Didn't Lord wake up to Belford in the end?
Morning All and a Happy new Year
Below is my printout on Mr. Belford - (collected over many years) I hope it gives a bit of background to the above discussions. Please note I have never been able to find any documentary proof that he was aboard.

BEDFORD, (BELFORD) WALTER. Possible Imposter. Saved in Lifeboat number 4. Lived at 163 Manor Road, Woolston, Southampton. Chief Night Baker.?. (Lived in New York).
Walter Belford did not appear on the Titanic's crew lists. In fact, he never was a Titanic crewman, he just told Walter Lord he was, the reasons were only known by himself.
URL: Walter Belford - 9KB - 26 Dec 2005
(From ANTR, Walter Lord, page 34)
- ''In the galley just to the stern, chief night baker Walter Belford was making rolls for the following day. (The honour of baking fancy pastry was reserved for the day shift). When the jolt came, it impressed Belford more strongly than steward Johnson - perhaps because a pan of new rolls clattered off the top of the oven and scattered about the floor''.
(Newscutting from Southern Evening Echo, 16 April, 1962).
Soton liner memorial
Argentia, Newfoundland, Monday.
A United States Navy chaplain held a memorial service in an aircraft over the North Atlantic yesterday to mark the 50th anniversary of the sinking of the Titanic.

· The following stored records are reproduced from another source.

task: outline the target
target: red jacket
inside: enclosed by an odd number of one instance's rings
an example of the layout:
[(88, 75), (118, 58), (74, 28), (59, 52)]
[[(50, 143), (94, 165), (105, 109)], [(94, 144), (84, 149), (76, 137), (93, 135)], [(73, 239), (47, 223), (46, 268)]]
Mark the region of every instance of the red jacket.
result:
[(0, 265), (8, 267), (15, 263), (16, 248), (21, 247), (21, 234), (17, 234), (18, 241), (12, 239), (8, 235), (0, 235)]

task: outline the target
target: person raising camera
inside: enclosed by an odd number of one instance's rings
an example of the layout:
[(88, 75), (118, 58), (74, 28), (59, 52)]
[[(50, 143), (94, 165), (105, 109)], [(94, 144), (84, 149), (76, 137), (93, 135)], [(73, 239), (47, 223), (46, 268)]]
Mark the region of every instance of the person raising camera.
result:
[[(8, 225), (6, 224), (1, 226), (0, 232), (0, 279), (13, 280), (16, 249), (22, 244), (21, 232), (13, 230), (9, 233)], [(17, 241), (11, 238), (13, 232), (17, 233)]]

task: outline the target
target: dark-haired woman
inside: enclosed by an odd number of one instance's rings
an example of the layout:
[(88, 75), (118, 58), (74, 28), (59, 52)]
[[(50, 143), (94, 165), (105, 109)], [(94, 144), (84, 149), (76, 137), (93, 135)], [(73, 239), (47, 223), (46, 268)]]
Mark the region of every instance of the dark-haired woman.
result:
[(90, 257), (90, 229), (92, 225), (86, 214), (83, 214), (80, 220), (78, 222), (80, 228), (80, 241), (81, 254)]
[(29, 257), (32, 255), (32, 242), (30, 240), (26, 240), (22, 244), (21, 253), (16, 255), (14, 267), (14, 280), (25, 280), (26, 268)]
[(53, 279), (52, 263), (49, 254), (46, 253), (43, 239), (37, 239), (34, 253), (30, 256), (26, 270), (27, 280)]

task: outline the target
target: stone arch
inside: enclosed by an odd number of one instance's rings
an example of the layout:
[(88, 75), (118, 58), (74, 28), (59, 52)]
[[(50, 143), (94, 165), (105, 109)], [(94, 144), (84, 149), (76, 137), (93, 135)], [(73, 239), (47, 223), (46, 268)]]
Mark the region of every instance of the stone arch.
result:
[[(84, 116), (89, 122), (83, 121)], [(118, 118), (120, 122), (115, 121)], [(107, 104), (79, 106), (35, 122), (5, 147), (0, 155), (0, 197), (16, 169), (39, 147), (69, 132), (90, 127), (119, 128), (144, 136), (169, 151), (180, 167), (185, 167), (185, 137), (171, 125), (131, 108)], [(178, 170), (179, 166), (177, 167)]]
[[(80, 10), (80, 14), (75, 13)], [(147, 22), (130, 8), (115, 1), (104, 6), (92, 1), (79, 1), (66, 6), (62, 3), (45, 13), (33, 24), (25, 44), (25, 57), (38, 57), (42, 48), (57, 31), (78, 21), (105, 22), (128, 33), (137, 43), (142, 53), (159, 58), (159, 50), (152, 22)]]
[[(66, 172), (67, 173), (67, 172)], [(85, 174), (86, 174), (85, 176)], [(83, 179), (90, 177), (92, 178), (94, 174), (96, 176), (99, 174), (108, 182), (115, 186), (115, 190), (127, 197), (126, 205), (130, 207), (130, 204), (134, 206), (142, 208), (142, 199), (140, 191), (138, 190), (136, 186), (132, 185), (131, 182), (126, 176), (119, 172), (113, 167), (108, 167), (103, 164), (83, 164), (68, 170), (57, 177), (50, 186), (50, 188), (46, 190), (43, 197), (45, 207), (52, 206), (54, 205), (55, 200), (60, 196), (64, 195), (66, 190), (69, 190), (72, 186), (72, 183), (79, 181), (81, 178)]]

A wreath was dropped from the U.S. Coast Guard plane onto the icy waters where more than 1,500 people died after the liner hit an iceberg on its maiden voyage from Southampton to New York in 1912.
One of those attending the mid-air service was Captain Ross Bullard, commander of the international ice patrol formed in 1913 to prevent a repetition of the Titanic disaster.
Several survivors of the sinking attended another memorial service in the New York Seamen's church institute.
Among them was 92-year-old Walter Belford, originally from Glasgow, who was chief baker aboard the liner.
(Extract from the New York Herald Tribune, Monday April 16, 1962).
. . . Those present were: Walter Belford, 92 of 230 W. 99th Street, who was night chief baker on the ship; Mrs. Julia Smith White, 64 of 113 E. 91st Street; Mrs Katherine Manning, 66, of 32-43 Steinway Street, Astoria, Queens; Mrs. Henry B Harris, of the Spencer Arms Hotel, Broadway and 69th Street and Washington Dodge of 417 Park Avenue.
Strike opened oven doors
Mr. Belford recalled: ''We were working on the fifth deck amidships, baking for the next day. There was a shudder all through the ship about 11:40 pm. The provisions came tumbling down and the oven doors came open''. He escaped by going down the side of the ship by rope just before she sank.
Mrs. White, who was 14-years-old Julia Smith of Dublin, Ireland, left the stricken ship in Life Boat number 13. It was the last to leave. Mrs. White kept alive the legend of a man in woman's clothing who escaped by lifeboat. Women and children were given priority.
''I remember him,'' she said. ''He was a lad from Dublin, and he got into our life boat.''
Present at the ceremony was the Rev. James N. MacKenzie, who was at the Titanic launching. He watched her daily as she was being built in Belfast, he remembered.